# tutor



## rcham7ai

¿Comó digo "tutor" como un verbo y un sustantivo (una profesión)?  

- "She is a tutor, and she tutors English, Math...."


Gracias!


----------



## Eureka_Spain

Pues TUTOR como profesión se dice igual.

El verbo sería "LLEVAR LA TUTORÍA DE _Matemáticas_".  

Hay un verbo, _tutelar_, que significa ser responsable de alguien, por ejemplo de un menor en el caso de que no estén sus padres, pero no se puede aplicar en el caso de un tutor de colegio o instituto.


----------



## Mirlo

Ellas es una tutora, y enseña/ayuda con inglés, mat. etc....
Saludos,


----------



## traductoraalataque

Creo que os estáis yendo al calco. 
Yo creo que la traducción sería: "Ella es profesora y enseña inglés, matemáticas..."


----------



## Mirlo

con todo respeto:  Un tutor no es lo mismo que un profesor o maestro la pregunta de arriba es acerca de "como se dice TUTOR"
Garcias,


----------



## traductoraalataque

Sí, pero el contexto de la frase me da a entender que se está refiriendo a una persona que enseña. No significa lo mismo tutor en inglés que en español, aunque los significados son muy parecidos, no son iguales. 
A lo mejor me equivoco, pero el contexto lo debería aclarar rcham7ai.
Saludos


----------



## Mirlo

lo siento pero, Eureka Spain esta de acuerdo y entiende lo mismo
Pues TUTOR como profesión se dice igual.
además un tutor es una persona que ayuda o guía al estudiante con el aprendizaje en español o inglés.
Saludos,


----------



## Vivero

Hmmm... traductoraalataque tiene algo de razón. En inglés, tutor es "private teacher", y también "college officer charged with responsibility for students, guardian of a child". Parece (corregidme si me equivoco) que ambas acepciones están vigentes. En español también existen ambas, pero la primera, la de "profesor privado" me parece que está anticuada. El diccionario de la RAE (quinta acepción) dice "profesor privado que se *encargaba* de la educación general de los hijos de una familia". Y, dejando aparte el diccionario, los hablantes *no* entendemos tutor como profesor privado.
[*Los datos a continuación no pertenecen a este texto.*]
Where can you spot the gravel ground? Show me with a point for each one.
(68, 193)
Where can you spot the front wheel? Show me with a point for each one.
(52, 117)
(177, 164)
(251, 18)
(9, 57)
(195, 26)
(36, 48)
   Así que, cuidado, tenemos que saber si estamos hablando (en inglés) del tutor-profesor privado (en cuyo caso yo no lo traduciría al español como tutor) o del tutor-guardián, custodio, responsable no docente, en cuyo caso sí usaría la palabra española tutor.

¿O me estoy equivocando?... es frecuente, tengo costumbre ;-)

Vivero

Añado: sí puede haber en español un "tutor de la asignatura de matemáticas", o de "la lengua inglesa", entendido como persona encargada de *orientar* a los alumnos en esas asignaturas o actividades. Pero no les da clases. Si les da buenos consejos sobre la elección de asignaturas, los libros, etc. es un tutor. En cuanto empiece a dar clases, será un profesor... ¿no?


----------



## traductoraalataque

Tienes razón, pero yo desde el colegio entiendo lo siguiente:
Profesor: el que enseña una o varias asignaturas.
Tutor: el profesor que, además de enseñar alguna o varias asignaturas, tiene unas horas extra que no son para dar clase, las TUTORÍAS, que son para asesorar y aconsejar al alumno.
Cada profesor, además, tiene sus propias tutorías para asesorar al alumno sobre la asignatura que imparte (matemáticas, inglés...) 
No digo que tutor no sea una traducción correcta, pero creo que no es la adecuada.
Saludos...


----------



## Ydola

en mi pais, lo que dice rcham7air lo llamamos profesor/a particular, es quien enseña y refuerza la enseñanza a los alumnos. Aclaro que se trata de quien enseña EXTRA a los alumnos. son clases particulares, generalmente no se trata del/la profesor/a que imparte las clases. No se si me doy a entender


----------



## Vivero

De acuerdo, traductoraalataque. Una misma persona puede hacer las dos cosas. El tutor del área de idiomas puede ser el profesor de alemán. Cuando asesora y aconseja (sobre las clases de alemán y sobre las de otros idiomas) está tutelando y es un tutor. A la hora de su clase de alemán, es profesor.

A propósito de los verbos. "Tutorizar" no existe en el diccionario --¡lo acabo de averiguar, buscándolo!-- pero muchos ignorantes lo decimos, y encima creemos que estamos usando una palabra culta :-(, así que pronto estará allí. Mientras tanto, tutelar es lo que hace el tutor.


----------



## traductoraalataque

Con lo de extra no me refiero a que sea algo que el profesor hace fuera de su horario lectivo, las tutorías son durante las horas de clase, además de estar incluídas en su sueldo como profesor. 
Aquí los profesores privados no suelen ser profesionales como tal, más bien suelen ser estudiantes en la materia (para profesor) o estudiantes universitarios.
Por lo demás estoy totalmente de acuerdo con Vívero.
Saludos


----------



## rocioteag

Pues en Mëxico, el uso de la palabra TUTOR se refiere al término legal, aquel que tiene la responsabilidad de hacerse cargo de un menor...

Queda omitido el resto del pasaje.